Alameda County, like other California counties, tried to prohibit gun shows at the county fairgrounds. The Ninth Circuit struck down a previous effort by Santa Clara County on First Amendment grounds, because it restricted lawful, commercial speech (the offering of guns for sales), and there was no compelling governmental interest advanced by it.
The first time that the current lawsuit reached the Ninth Circuit, the judges were sympathetic to Nordyke’s claim that Alameda County was violating the Second Amendment, but the U.S. Supreme Court had not yet issued a clear ruling about whether the Second Amendment protected an individual right or a collective right.
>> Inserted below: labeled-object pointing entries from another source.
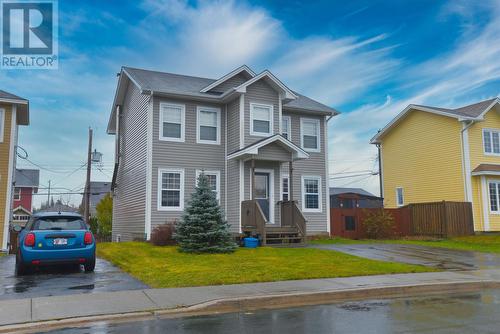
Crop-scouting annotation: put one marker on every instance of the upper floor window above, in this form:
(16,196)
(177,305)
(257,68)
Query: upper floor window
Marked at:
(213,180)
(309,133)
(171,189)
(17,194)
(208,131)
(261,119)
(2,123)
(286,127)
(172,122)
(400,199)
(311,194)
(491,141)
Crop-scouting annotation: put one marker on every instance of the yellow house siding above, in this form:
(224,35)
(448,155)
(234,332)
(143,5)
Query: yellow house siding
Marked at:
(4,166)
(477,157)
(423,155)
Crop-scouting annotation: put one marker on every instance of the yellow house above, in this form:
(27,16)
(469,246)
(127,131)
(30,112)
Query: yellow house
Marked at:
(14,111)
(431,154)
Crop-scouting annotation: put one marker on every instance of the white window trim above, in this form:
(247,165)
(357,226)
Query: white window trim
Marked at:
(397,196)
(491,139)
(284,176)
(320,195)
(271,120)
(211,172)
(289,127)
(216,110)
(318,138)
(17,198)
(181,195)
(497,183)
(183,122)
(2,125)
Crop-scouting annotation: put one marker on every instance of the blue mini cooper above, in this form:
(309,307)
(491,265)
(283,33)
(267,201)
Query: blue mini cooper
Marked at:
(52,238)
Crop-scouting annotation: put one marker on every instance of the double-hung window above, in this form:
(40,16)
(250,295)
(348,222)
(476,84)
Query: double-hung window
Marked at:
(261,119)
(494,190)
(208,131)
(286,124)
(17,194)
(170,189)
(285,188)
(213,179)
(311,194)
(172,121)
(310,134)
(400,199)
(491,141)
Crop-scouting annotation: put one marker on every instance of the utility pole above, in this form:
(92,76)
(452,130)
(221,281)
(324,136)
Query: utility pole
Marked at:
(87,184)
(48,196)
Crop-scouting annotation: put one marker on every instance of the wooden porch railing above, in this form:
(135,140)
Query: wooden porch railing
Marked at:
(291,216)
(253,219)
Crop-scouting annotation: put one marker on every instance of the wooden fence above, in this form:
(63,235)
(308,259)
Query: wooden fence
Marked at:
(439,219)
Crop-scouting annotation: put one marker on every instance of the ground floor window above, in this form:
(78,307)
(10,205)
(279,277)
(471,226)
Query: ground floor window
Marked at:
(311,194)
(285,189)
(494,196)
(171,189)
(213,179)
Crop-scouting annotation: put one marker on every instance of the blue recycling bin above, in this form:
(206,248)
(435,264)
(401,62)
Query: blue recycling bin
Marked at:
(251,242)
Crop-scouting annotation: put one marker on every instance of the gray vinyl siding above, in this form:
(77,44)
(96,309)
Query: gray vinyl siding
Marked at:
(260,92)
(189,156)
(274,152)
(314,166)
(230,83)
(129,201)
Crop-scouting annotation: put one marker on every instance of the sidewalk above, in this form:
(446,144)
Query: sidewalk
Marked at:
(240,297)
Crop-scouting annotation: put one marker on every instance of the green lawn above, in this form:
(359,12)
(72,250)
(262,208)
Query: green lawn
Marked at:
(479,243)
(165,267)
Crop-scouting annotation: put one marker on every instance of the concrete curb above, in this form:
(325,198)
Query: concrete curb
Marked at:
(282,300)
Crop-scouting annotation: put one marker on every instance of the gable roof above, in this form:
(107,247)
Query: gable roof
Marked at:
(253,149)
(22,105)
(185,86)
(29,178)
(358,191)
(228,76)
(472,112)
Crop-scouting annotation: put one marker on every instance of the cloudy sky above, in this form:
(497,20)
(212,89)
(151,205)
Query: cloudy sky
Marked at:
(366,58)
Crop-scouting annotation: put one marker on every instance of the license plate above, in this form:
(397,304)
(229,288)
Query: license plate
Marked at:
(60,241)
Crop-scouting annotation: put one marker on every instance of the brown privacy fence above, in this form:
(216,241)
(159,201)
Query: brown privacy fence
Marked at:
(439,219)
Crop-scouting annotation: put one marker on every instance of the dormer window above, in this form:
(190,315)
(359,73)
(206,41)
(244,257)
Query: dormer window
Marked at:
(261,119)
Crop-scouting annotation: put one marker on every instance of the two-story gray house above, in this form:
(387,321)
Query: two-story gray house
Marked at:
(263,146)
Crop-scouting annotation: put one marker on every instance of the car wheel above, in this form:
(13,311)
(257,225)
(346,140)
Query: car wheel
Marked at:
(90,265)
(20,267)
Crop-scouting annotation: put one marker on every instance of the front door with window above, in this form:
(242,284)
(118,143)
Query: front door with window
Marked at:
(262,194)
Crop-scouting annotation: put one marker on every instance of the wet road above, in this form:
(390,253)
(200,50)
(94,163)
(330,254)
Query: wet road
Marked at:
(63,280)
(462,313)
(446,259)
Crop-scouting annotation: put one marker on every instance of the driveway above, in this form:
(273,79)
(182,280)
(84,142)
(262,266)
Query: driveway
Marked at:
(441,258)
(63,280)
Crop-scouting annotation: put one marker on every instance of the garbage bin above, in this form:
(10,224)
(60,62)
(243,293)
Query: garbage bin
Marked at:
(251,242)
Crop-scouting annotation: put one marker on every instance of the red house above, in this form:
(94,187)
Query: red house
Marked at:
(26,184)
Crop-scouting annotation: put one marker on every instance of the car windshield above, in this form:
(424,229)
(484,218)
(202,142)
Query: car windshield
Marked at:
(59,223)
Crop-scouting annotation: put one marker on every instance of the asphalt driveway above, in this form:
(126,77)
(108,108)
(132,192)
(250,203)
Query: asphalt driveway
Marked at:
(441,258)
(63,280)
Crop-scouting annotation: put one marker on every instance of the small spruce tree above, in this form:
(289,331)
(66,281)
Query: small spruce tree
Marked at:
(203,228)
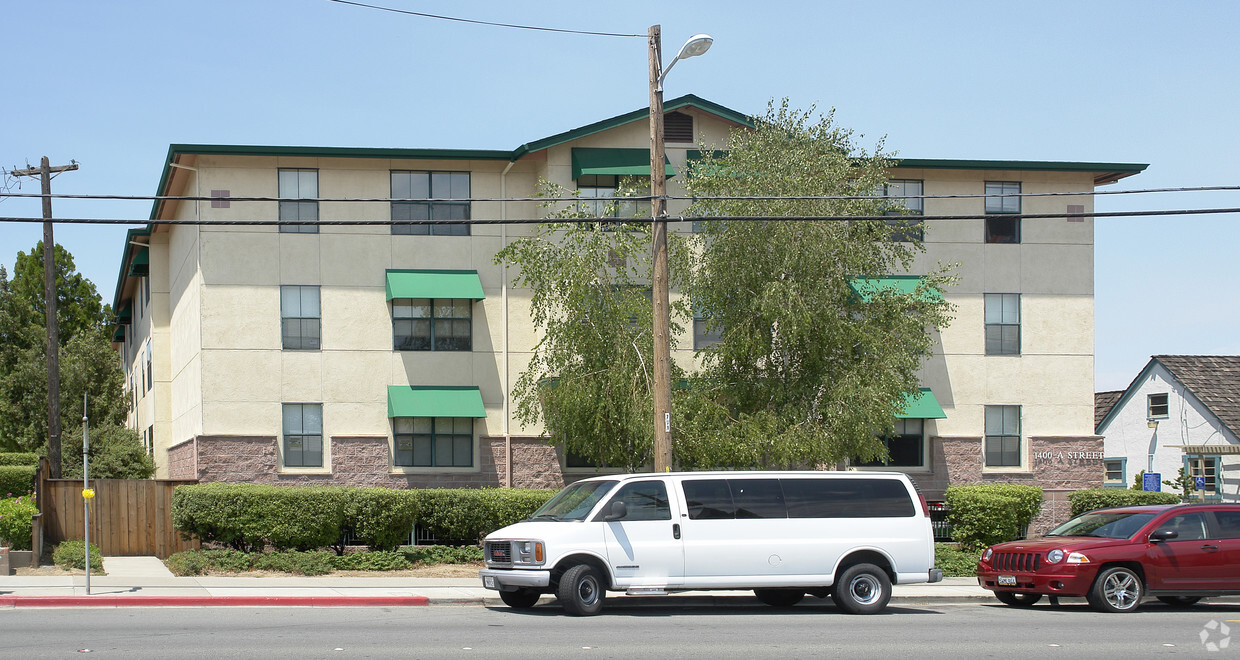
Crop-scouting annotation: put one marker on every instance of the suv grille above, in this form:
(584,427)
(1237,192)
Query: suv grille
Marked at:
(1017,561)
(499,552)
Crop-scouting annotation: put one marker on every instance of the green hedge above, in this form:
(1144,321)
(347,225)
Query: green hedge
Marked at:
(1105,498)
(16,480)
(991,514)
(248,517)
(19,458)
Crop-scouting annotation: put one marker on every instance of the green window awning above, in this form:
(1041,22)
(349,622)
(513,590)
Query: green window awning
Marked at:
(614,161)
(434,284)
(140,266)
(434,401)
(867,288)
(921,406)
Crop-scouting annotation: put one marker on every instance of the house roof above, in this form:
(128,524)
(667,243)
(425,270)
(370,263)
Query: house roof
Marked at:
(1214,380)
(1102,405)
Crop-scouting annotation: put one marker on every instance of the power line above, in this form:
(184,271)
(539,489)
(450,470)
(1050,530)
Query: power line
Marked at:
(628,220)
(626,199)
(393,10)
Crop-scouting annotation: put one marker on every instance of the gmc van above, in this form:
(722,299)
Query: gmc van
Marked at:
(850,535)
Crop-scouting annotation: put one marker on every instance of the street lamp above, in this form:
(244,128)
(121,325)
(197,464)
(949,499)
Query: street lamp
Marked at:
(662,387)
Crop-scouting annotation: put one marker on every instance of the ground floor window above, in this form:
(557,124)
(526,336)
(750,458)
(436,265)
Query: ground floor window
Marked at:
(434,442)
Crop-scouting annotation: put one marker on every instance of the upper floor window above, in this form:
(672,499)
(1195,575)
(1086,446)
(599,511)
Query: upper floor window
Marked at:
(445,199)
(299,185)
(303,434)
(1002,207)
(1158,406)
(1002,323)
(430,324)
(300,319)
(905,226)
(1002,436)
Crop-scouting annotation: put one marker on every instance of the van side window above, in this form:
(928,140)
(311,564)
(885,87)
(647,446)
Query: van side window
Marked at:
(758,498)
(708,499)
(847,498)
(645,500)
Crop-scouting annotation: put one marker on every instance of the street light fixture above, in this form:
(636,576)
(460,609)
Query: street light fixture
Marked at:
(662,386)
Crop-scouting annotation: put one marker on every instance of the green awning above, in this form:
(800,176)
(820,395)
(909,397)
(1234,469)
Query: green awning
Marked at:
(921,406)
(614,161)
(899,284)
(140,266)
(434,401)
(434,284)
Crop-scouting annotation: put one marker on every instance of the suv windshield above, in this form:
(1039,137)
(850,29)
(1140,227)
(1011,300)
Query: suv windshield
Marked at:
(574,503)
(1104,525)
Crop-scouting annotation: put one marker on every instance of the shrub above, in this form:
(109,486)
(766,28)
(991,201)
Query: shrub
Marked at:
(16,480)
(15,521)
(371,561)
(1104,498)
(72,555)
(991,514)
(19,458)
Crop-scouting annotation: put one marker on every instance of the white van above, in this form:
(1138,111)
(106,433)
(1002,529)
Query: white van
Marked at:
(781,534)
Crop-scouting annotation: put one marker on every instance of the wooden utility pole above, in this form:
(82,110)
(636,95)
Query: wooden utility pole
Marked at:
(53,336)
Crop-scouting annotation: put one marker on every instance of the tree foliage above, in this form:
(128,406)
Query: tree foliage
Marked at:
(807,371)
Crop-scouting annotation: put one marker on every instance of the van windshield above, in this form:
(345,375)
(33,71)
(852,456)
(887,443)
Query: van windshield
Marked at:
(575,501)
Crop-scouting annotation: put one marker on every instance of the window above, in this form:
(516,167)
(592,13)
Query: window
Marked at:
(300,318)
(597,194)
(1002,437)
(905,448)
(432,324)
(447,199)
(1002,323)
(1003,225)
(1115,474)
(303,434)
(434,442)
(1158,406)
(299,185)
(905,226)
(644,500)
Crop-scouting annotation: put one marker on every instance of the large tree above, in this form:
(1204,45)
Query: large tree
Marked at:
(816,357)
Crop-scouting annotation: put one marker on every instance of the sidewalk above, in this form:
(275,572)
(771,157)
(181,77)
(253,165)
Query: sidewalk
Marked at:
(146,582)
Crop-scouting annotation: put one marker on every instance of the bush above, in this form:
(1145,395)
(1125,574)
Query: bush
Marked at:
(15,521)
(991,514)
(371,561)
(19,458)
(955,562)
(72,555)
(16,480)
(1105,498)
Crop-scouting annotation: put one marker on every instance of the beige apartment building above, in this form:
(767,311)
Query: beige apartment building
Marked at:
(385,354)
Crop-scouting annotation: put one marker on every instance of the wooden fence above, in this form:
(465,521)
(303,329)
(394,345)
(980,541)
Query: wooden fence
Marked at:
(128,516)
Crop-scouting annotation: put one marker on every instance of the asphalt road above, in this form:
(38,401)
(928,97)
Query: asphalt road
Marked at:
(815,629)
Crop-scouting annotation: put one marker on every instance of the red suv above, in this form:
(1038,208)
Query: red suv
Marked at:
(1114,557)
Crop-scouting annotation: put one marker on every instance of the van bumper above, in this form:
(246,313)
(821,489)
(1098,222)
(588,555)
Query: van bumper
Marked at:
(509,581)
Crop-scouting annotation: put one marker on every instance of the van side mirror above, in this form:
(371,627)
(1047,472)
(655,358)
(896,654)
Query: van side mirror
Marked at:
(616,511)
(1163,535)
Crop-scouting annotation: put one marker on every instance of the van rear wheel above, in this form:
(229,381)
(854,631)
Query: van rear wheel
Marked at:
(862,588)
(779,598)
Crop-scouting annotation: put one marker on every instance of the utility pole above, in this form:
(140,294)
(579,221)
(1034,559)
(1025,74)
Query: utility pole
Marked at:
(53,336)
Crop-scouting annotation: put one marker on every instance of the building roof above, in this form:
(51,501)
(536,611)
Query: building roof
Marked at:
(1102,405)
(1213,380)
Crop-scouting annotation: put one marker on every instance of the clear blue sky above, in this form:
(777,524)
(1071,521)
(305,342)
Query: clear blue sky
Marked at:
(110,84)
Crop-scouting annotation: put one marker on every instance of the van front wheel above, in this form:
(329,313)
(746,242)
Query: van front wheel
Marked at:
(580,591)
(863,588)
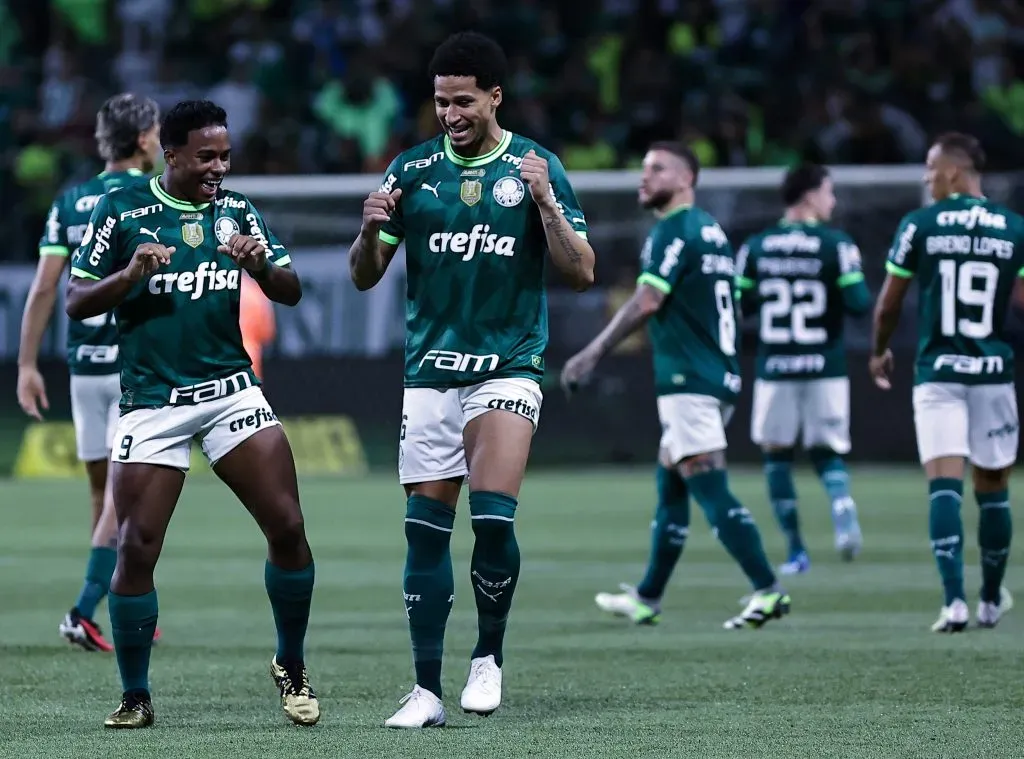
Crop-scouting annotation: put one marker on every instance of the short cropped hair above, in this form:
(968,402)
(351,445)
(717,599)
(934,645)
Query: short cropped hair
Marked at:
(800,180)
(680,151)
(120,121)
(963,146)
(186,117)
(471,54)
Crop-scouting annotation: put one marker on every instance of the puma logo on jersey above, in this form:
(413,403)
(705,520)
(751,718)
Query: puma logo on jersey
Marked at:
(207,278)
(479,240)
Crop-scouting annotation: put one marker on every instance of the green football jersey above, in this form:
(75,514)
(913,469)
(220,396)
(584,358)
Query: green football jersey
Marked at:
(92,343)
(795,273)
(693,334)
(966,253)
(475,256)
(178,328)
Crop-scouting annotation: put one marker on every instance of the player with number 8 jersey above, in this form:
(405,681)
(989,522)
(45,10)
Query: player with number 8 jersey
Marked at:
(685,296)
(967,254)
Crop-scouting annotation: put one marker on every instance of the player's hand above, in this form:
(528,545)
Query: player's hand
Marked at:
(32,391)
(146,259)
(578,370)
(248,252)
(881,367)
(377,209)
(534,170)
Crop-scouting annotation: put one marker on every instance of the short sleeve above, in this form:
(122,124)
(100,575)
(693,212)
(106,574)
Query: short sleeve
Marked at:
(660,260)
(564,197)
(902,259)
(850,265)
(54,239)
(393,230)
(257,228)
(95,257)
(744,268)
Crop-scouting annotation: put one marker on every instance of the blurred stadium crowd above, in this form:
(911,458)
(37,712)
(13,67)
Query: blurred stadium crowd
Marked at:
(324,86)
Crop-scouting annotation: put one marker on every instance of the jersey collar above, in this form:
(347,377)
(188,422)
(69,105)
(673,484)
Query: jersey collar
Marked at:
(503,144)
(167,200)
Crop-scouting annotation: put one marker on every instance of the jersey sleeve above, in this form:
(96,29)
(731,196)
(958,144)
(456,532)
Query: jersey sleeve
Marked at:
(393,230)
(564,196)
(257,227)
(662,260)
(54,239)
(96,256)
(902,259)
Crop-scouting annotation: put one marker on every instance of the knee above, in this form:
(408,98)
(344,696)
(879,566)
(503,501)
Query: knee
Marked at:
(138,545)
(287,533)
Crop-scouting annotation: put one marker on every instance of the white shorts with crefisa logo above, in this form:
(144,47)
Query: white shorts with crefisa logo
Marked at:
(164,435)
(430,446)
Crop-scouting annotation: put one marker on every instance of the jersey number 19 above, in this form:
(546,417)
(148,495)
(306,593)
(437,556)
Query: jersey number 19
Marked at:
(960,286)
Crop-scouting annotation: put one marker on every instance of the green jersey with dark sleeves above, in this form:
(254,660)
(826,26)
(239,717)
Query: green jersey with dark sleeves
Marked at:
(693,334)
(92,343)
(966,254)
(178,328)
(801,279)
(475,255)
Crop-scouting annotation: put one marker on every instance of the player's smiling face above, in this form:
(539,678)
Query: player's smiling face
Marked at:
(665,174)
(201,165)
(465,111)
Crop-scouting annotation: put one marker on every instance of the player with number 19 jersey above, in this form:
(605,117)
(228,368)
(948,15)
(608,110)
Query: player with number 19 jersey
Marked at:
(693,336)
(966,253)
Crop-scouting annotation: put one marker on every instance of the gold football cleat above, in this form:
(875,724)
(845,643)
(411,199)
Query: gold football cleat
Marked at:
(133,712)
(297,699)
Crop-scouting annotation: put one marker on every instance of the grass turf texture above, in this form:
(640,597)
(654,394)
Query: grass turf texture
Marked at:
(852,672)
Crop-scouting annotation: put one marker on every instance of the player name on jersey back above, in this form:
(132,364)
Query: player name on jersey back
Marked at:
(795,273)
(693,335)
(966,254)
(92,343)
(475,256)
(178,328)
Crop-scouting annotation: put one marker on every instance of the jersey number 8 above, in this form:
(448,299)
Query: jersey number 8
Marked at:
(802,301)
(726,317)
(958,287)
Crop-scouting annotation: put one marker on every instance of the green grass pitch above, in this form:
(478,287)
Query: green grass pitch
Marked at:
(852,672)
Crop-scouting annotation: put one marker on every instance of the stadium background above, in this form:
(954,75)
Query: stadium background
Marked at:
(322,93)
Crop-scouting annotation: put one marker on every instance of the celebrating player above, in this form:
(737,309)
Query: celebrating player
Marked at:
(127,139)
(478,209)
(168,257)
(967,254)
(685,292)
(802,278)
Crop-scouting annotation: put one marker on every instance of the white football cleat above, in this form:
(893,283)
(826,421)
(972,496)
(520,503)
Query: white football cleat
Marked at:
(419,709)
(952,618)
(990,614)
(482,693)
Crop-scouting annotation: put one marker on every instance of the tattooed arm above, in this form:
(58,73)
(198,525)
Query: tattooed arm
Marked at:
(644,302)
(570,253)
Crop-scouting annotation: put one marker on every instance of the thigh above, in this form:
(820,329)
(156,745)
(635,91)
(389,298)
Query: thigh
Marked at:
(228,422)
(90,415)
(144,497)
(994,427)
(501,418)
(825,413)
(691,425)
(775,416)
(430,445)
(157,436)
(261,473)
(940,420)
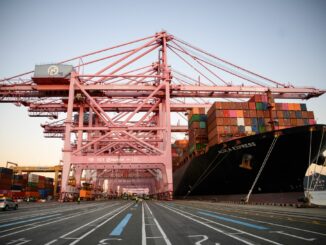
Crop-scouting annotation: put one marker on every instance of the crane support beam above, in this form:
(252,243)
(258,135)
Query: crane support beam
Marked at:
(117,117)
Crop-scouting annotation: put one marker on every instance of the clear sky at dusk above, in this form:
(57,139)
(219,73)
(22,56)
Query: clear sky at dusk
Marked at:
(283,40)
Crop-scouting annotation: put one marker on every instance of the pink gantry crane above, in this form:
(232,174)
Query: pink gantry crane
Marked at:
(113,106)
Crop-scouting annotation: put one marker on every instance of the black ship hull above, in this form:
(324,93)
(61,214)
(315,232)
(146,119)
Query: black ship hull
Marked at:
(232,167)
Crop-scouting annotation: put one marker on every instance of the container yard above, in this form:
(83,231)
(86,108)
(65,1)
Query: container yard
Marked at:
(29,187)
(145,147)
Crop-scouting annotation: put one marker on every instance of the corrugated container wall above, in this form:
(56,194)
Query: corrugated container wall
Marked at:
(230,120)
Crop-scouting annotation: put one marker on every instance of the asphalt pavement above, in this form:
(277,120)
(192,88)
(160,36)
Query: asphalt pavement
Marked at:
(159,222)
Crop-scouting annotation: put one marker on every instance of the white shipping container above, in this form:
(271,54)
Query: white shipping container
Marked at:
(240,121)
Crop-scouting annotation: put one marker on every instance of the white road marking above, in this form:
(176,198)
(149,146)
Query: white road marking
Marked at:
(200,241)
(103,241)
(51,222)
(123,208)
(268,223)
(49,243)
(182,213)
(19,241)
(291,235)
(166,239)
(143,237)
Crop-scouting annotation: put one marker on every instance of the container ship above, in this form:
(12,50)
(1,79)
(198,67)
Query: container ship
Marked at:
(258,145)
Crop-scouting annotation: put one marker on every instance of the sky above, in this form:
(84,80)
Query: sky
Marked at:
(283,40)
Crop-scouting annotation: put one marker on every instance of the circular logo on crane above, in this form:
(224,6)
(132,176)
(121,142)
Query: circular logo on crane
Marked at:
(53,70)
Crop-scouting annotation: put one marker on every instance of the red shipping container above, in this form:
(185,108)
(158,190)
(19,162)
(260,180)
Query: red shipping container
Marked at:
(226,113)
(252,105)
(246,113)
(279,114)
(266,113)
(253,113)
(310,115)
(292,114)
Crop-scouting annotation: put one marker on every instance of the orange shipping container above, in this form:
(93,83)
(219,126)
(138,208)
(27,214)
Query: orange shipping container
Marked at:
(253,113)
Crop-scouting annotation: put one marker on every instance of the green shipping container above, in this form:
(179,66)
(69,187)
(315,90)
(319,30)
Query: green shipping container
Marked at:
(202,124)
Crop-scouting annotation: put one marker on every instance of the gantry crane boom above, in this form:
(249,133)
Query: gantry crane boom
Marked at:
(119,114)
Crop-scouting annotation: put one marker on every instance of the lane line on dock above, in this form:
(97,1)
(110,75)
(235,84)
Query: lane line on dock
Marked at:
(28,220)
(263,222)
(164,236)
(258,227)
(54,221)
(120,227)
(191,217)
(121,209)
Last year, the U.S. Supreme Court ruled in D.C. v. Heller (citing some of my work) that the Second Amendment protected an individual right to possess handguns in one’s home for self-defense. Because Heller involved federal jurisdiction — not a state law — it left open the question of whether the Second Amendment applied to the states or not. The Bill of Rights, until the Fourteenth Amendment, limited only the federal government. States were free to give preference to particular churches, limit freedom of speech, and perform warrantless searches — and many did. Over the course of the 20th century, the Supreme Court “incorporated” various provisions of the Bill of Rights against the states, piece by piece. This process is known as “selective incorporation”: certain rights are incorporated through the due process clause of the Fourteenth Amendment.
There’s no persuasive theory behind this. The Court has sometimes talked about how certain rights are “fundamental to ordered liberty,” but it hasn’t ever explained this with anything deeper than arm waving. Even academics who like the result recognize that it is nonsense: the Court was cherry-picking the rights it liked and ignoring those (like the Second Amendment) that it didn’t like.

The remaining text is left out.